Pour finir et grâce à l’optimisme que suscite ce site chez moi notre groupe d’infiltrés, ne jetons pas le bébé avec l’eau du bain puisqu’un collègue a proposé sur la messagerie interne de l’entreprise de participer une manifestation en fin d’année – certes sans grand succès. Étant encore en période d’essai et quelques peu couard, je n’ai pas répondu ni demandé s’il y avait des lecteurs de Lordon dans la boîte.

 

2 réponses

  1. JP.Rougier dit :

    Le service militaire m’a fait perdre 16 mois, mais en même temps côtoyer différents milieux.
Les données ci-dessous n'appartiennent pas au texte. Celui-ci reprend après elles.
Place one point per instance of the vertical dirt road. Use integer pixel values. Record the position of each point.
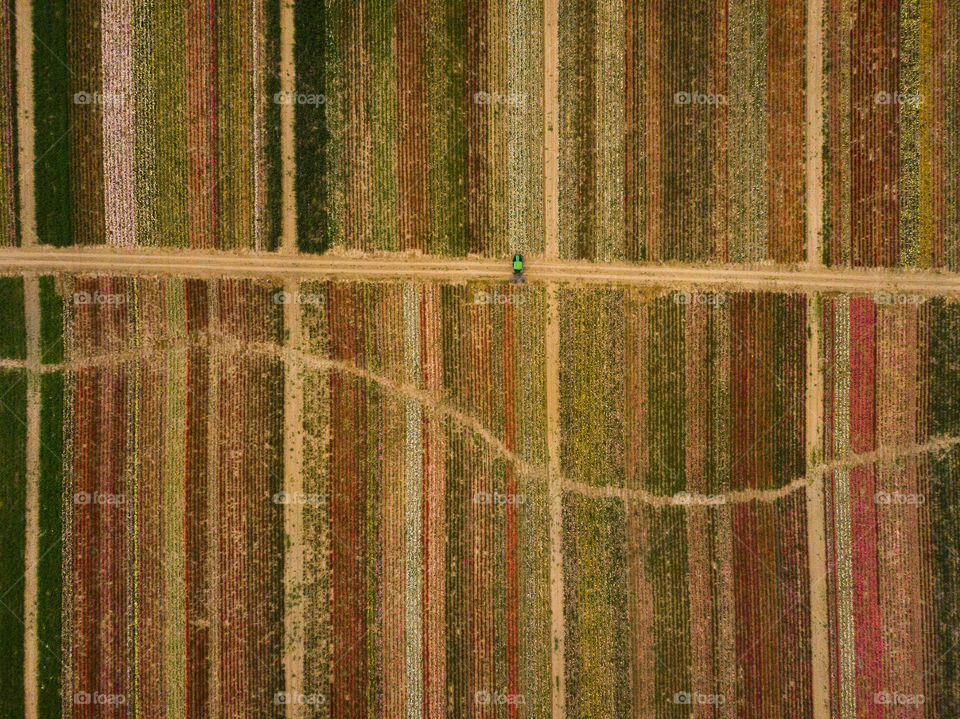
(814, 130)
(288, 167)
(293, 615)
(23, 12)
(32, 519)
(816, 527)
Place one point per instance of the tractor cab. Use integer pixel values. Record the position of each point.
(518, 267)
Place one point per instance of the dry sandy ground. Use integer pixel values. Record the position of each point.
(210, 264)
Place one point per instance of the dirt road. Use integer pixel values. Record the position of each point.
(205, 264)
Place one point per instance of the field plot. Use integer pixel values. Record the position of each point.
(420, 576)
(430, 133)
(685, 555)
(891, 123)
(681, 130)
(157, 123)
(890, 402)
(391, 553)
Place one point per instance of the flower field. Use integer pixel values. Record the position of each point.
(891, 522)
(430, 137)
(681, 131)
(156, 123)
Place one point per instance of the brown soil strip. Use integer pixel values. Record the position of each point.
(293, 562)
(555, 488)
(816, 521)
(551, 119)
(32, 517)
(204, 264)
(814, 130)
(25, 128)
(288, 240)
(884, 454)
(214, 600)
(683, 498)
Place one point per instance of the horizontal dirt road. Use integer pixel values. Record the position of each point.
(207, 264)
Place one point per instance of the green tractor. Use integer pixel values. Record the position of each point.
(517, 267)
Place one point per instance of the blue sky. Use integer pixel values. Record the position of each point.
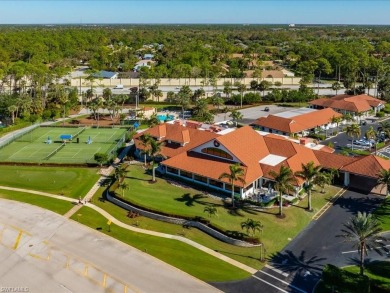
(195, 11)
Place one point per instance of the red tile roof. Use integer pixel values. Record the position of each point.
(367, 166)
(175, 134)
(298, 123)
(359, 103)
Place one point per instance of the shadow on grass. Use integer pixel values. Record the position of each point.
(237, 254)
(190, 200)
(136, 178)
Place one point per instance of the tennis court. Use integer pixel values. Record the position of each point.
(44, 145)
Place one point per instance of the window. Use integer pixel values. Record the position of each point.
(217, 152)
(200, 178)
(172, 170)
(186, 174)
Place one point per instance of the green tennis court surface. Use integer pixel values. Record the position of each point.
(34, 147)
Il faudrait peut-être remettre en place des obligations de travaux d’utilités civiques pour faire redescendre cette élite au niveau du sol.
    https://lejustenecessaire.wordpress.com/2021/03/18/le-rmu-premier-pas-ecologique/

    • M dit :

      Si de mon coté le service militaire n’a durée que dix mois, tout comme vous il m’a fait côtoyer différents milieux venant de toute la France. Coiffeur Ch’ti, paysan ardennais, titi parisien, ingénieur alsacien etc.
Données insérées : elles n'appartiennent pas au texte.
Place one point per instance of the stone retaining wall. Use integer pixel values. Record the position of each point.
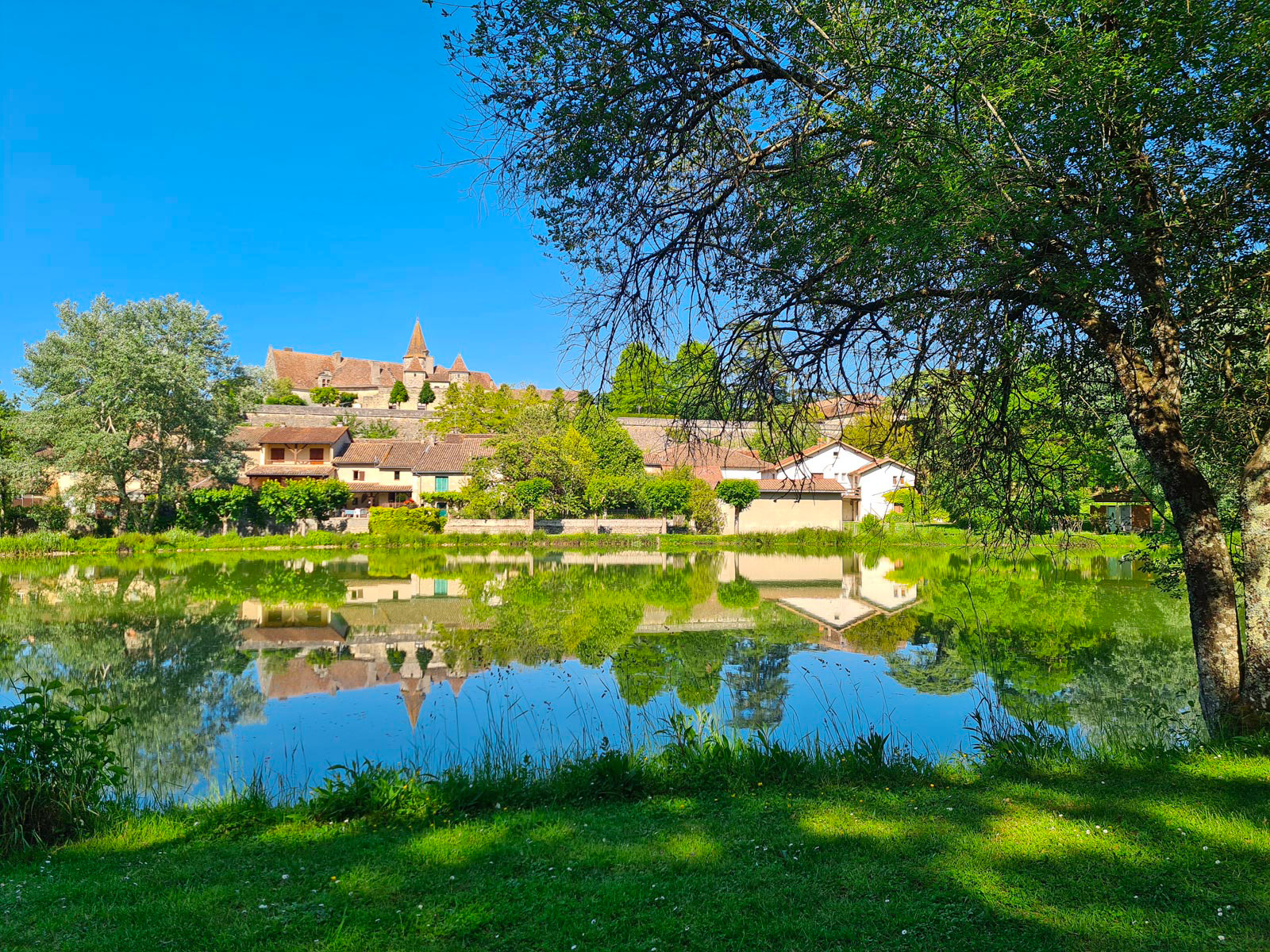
(556, 527)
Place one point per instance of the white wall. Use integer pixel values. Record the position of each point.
(878, 482)
(836, 463)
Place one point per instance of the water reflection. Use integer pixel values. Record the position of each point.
(298, 663)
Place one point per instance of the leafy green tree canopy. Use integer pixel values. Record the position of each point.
(855, 194)
(135, 399)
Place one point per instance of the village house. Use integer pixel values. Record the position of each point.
(865, 479)
(822, 488)
(371, 381)
(290, 454)
(395, 471)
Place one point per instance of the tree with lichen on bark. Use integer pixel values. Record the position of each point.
(876, 190)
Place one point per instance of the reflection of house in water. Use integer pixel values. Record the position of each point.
(833, 592)
(393, 631)
(385, 634)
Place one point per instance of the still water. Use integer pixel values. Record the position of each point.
(286, 664)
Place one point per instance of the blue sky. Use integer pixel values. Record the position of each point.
(271, 162)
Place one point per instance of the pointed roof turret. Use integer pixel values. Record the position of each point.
(417, 347)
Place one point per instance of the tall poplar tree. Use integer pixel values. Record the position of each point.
(876, 190)
(135, 400)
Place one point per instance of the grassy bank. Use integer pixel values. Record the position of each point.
(48, 543)
(728, 850)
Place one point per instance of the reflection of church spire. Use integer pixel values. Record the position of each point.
(413, 692)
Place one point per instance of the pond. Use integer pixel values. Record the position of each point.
(283, 664)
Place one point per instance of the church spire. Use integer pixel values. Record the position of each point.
(417, 347)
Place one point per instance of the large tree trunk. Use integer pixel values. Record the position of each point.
(1206, 562)
(1257, 578)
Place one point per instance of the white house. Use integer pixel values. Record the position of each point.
(864, 478)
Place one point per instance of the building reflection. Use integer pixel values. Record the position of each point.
(395, 631)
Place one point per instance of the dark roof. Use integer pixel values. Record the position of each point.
(249, 437)
(402, 455)
(325, 436)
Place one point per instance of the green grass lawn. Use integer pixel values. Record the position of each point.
(1168, 857)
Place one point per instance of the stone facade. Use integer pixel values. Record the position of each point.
(371, 381)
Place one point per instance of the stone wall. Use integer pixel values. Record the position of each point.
(556, 527)
(488, 527)
(410, 423)
(651, 433)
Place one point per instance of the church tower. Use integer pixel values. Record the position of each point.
(417, 363)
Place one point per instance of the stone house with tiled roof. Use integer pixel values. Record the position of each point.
(286, 454)
(395, 471)
(371, 381)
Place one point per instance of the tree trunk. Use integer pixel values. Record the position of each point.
(1206, 565)
(1153, 412)
(1257, 578)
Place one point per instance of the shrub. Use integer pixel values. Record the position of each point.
(704, 508)
(667, 495)
(406, 522)
(57, 768)
(738, 494)
(741, 593)
(51, 516)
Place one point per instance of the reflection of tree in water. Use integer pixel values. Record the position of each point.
(175, 670)
(757, 683)
(931, 670)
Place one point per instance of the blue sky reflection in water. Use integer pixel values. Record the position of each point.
(291, 664)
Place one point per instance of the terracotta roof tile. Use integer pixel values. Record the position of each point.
(705, 455)
(454, 454)
(327, 436)
(403, 455)
(849, 405)
(300, 368)
(249, 437)
(818, 447)
(816, 484)
(364, 452)
(290, 470)
(417, 348)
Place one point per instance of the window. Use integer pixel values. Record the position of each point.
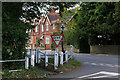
(47, 26)
(36, 29)
(53, 26)
(47, 40)
(30, 30)
(42, 28)
(27, 31)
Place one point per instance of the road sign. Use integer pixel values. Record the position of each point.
(57, 39)
(62, 27)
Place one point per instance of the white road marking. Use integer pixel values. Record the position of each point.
(105, 74)
(102, 64)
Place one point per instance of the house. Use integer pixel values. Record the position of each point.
(45, 27)
(43, 30)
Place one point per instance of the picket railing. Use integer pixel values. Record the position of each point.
(37, 55)
(20, 60)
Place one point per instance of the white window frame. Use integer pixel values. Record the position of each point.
(36, 29)
(53, 26)
(47, 26)
(30, 30)
(42, 28)
(47, 40)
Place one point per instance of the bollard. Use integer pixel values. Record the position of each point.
(32, 60)
(46, 60)
(36, 56)
(55, 61)
(39, 56)
(66, 56)
(71, 50)
(61, 58)
(26, 62)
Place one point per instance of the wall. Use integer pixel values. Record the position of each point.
(67, 47)
(105, 49)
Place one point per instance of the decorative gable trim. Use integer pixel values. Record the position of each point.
(46, 17)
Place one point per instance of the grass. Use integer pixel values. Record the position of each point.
(36, 72)
(70, 65)
(33, 72)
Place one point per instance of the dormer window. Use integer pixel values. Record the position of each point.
(36, 29)
(53, 26)
(47, 26)
(42, 28)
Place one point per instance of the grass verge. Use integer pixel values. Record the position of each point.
(33, 72)
(36, 72)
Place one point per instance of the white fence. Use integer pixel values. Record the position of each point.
(20, 60)
(37, 56)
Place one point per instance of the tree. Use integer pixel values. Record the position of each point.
(14, 34)
(96, 23)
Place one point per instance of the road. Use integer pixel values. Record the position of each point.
(94, 67)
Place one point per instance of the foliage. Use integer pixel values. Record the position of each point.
(14, 30)
(53, 46)
(30, 73)
(98, 23)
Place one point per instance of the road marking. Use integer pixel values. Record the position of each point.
(96, 75)
(102, 64)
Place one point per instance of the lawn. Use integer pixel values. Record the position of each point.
(37, 71)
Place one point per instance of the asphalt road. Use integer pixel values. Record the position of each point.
(94, 67)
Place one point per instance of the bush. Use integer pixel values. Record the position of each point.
(53, 46)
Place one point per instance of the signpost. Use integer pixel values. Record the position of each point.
(62, 28)
(57, 39)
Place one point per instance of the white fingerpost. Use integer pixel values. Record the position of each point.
(66, 56)
(39, 56)
(55, 60)
(26, 62)
(32, 60)
(36, 55)
(61, 58)
(71, 49)
(46, 60)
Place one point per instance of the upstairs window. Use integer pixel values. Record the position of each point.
(53, 26)
(47, 26)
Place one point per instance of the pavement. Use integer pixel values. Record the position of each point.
(95, 67)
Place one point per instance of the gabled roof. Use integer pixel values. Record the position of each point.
(52, 17)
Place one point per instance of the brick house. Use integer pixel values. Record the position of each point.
(45, 27)
(43, 30)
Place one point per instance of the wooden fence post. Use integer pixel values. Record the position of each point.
(46, 60)
(61, 58)
(66, 56)
(36, 55)
(26, 62)
(39, 56)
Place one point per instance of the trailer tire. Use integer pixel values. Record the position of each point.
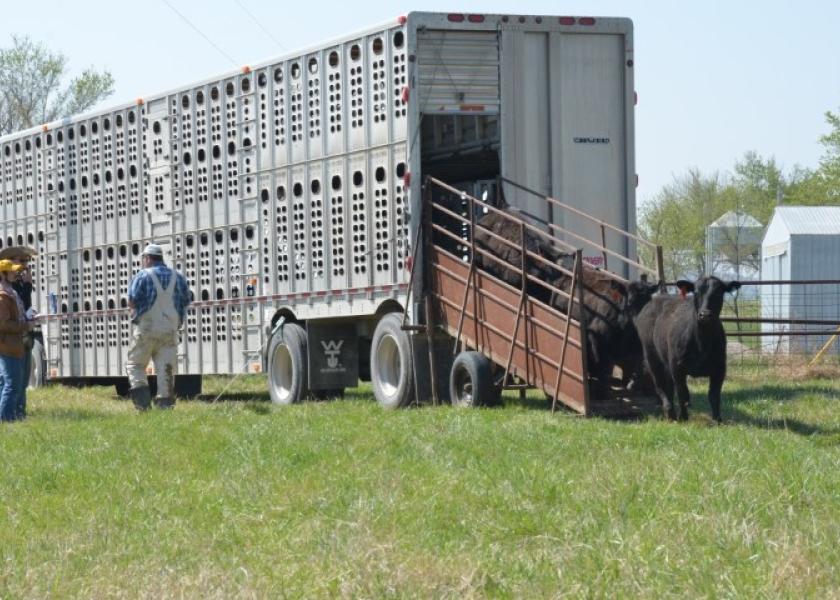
(38, 366)
(391, 371)
(287, 365)
(471, 381)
      Cette expérience s’est renouvelée cette année. Après un début de carrière réussie et très (très) ennuyeuse (merci meeting, slides, reporting, process…), j’ai décidé de tout arrêter (sans rupture conventionnelle) pour reprendre mes études. Un CAP ! Etonnement dans mon cercle amical et professionnel. Ricanements dans mon dos.
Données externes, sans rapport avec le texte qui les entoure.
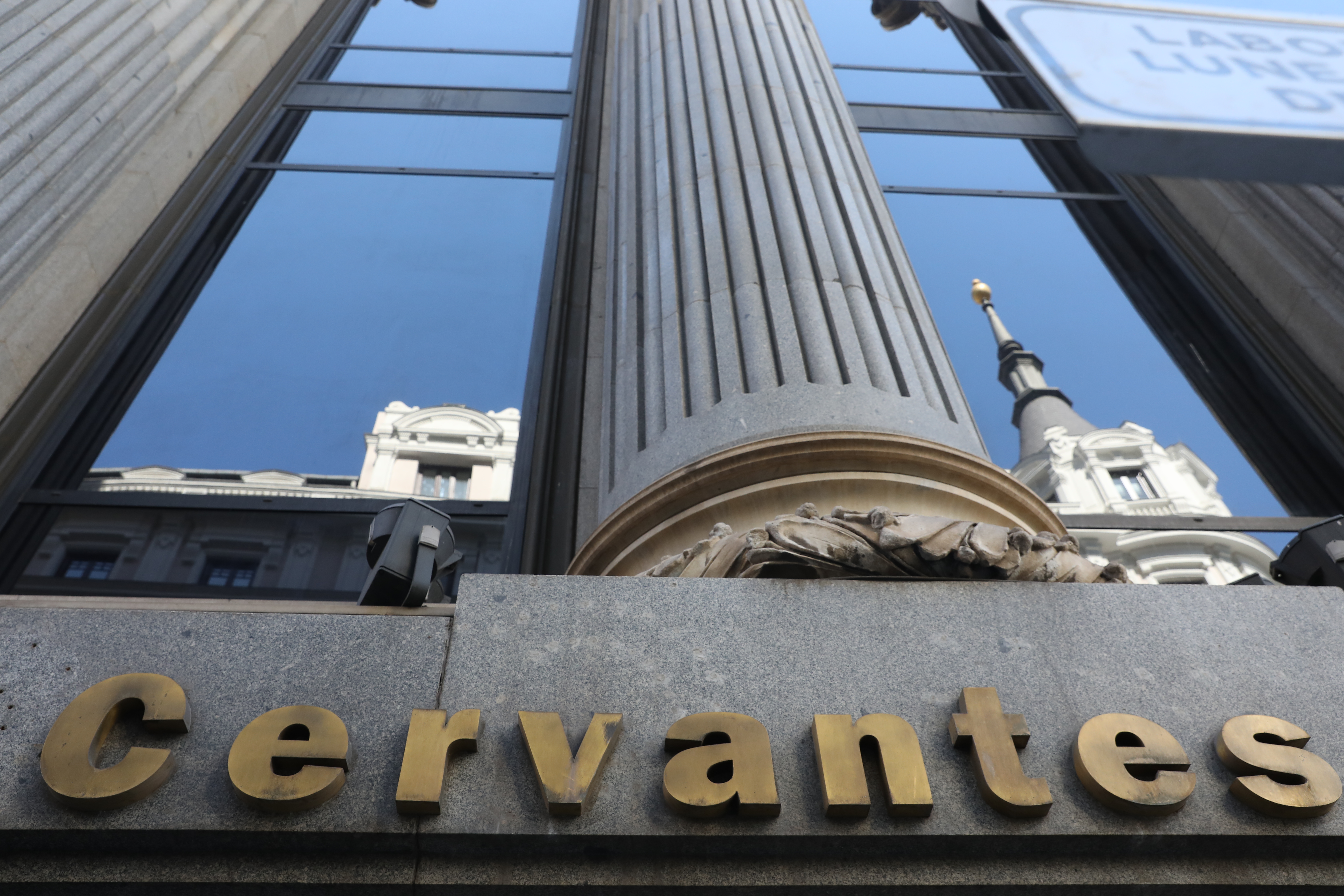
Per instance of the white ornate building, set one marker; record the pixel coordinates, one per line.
(445, 452)
(1080, 468)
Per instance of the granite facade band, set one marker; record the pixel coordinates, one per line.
(759, 285)
(107, 107)
(1186, 657)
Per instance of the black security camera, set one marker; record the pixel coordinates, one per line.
(412, 557)
(1314, 557)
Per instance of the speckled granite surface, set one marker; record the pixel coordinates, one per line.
(1187, 657)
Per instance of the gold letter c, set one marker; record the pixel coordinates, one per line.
(70, 751)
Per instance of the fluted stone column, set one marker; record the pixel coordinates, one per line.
(757, 289)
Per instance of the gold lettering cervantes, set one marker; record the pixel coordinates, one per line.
(569, 782)
(1132, 765)
(298, 758)
(1280, 777)
(432, 741)
(80, 731)
(845, 789)
(721, 758)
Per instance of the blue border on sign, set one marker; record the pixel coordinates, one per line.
(1017, 18)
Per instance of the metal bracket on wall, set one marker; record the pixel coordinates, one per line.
(1190, 523)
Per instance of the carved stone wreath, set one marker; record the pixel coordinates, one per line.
(882, 543)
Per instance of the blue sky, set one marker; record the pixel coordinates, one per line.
(1052, 289)
(291, 351)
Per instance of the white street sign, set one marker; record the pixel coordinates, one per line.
(1194, 93)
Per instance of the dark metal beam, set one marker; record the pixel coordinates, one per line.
(558, 54)
(962, 123)
(1190, 523)
(1006, 194)
(1234, 355)
(929, 72)
(279, 504)
(454, 101)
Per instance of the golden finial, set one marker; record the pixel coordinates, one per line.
(980, 292)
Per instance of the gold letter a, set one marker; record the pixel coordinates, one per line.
(569, 782)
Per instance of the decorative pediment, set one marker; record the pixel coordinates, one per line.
(1115, 438)
(273, 477)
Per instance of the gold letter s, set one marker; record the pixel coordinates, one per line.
(569, 782)
(1111, 749)
(845, 789)
(1267, 750)
(74, 741)
(291, 760)
(690, 786)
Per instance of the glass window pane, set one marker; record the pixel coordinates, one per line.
(853, 35)
(909, 89)
(518, 25)
(982, 163)
(295, 555)
(452, 70)
(341, 295)
(427, 142)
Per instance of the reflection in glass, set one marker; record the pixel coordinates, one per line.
(471, 25)
(452, 70)
(912, 89)
(199, 554)
(980, 163)
(341, 295)
(427, 142)
(445, 483)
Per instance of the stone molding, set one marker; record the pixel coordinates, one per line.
(752, 483)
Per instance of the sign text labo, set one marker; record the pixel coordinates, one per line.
(1190, 93)
(298, 758)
      Bilan à quatre semaines de la fin de ma formation.
      Tout le monde n’est pas 2.0, avoir une connexion internet ET un ordinateur digne de ce nom ET savoir s’en servir n’est pas chose naturelle.
      Il y a des gens biens qui sont à un euro près et pour qui manger une formule sandwich d’une vraie boulangerie au déjeuner est un luxe. Vraiment un luxe.
      L’intelligence ne se mesure pas à la capacité à ânonner le catéchisme des Chicago boys ou à réciter le code de commerce. Savoir utiliser des outils avec agilité, ordonnancer et exécuter différentes techniques me paraissent d’une complexité intellectuelle équivalente.
      Les relations humaines sont beaucoup plus saines dans un atelier que dans un open space. Qui se souvient d’avoir été aidé spontanément par plusieurs collègues pour faire face à une difficulté ? Qui se souvient d’être allé soutenir ses voisins de bureau ? Ça rassure sur le fond de notre espèce.
      En France, il existe un système éducatif où les enseignants s’assurent que tout le monde ait la tête hors de l’eau, que tout le monde comprenne ce qu’on lui explique, que tout le monde ait confiance en ses capacités. De l’altruisme au quotidien si loin de la compétition malsaine des prépa ou des docteurs dépourvus de la moindre capacité pédagogique.
      La France a perdu des compétences techniques basiques ET stratégiques pour un pays qui se veut être une grande puissance. Tout ces savoir-faire sont regardés avec mépris par les veaux d’en haut. Mais si plus personne ne sait forger, chaudronner, coudre, couper, usiner, tailler, peindre… ces virtuoses de Powerpoint, ces Mozart d’Excel, ces génies du brain storming et autres cross knowledge management seront des généraux sans armée.

      Conclusion, vivre cinq jours par semaine le quotidien d’une autre classe sociale est une expérience incroyable. La raison principale est qu’elle permet de se débarrasser des lunettes avec lesquelles on observe les moins favorisés pour voir enfin clair, pour tuer les fantasmes et les pré-jugés que l’on a. Cela permet simplement d’appréhender la réalité. Une tranche de vie que nos élites obligatoirement devraient vivre avant de pouvoir nous diriger.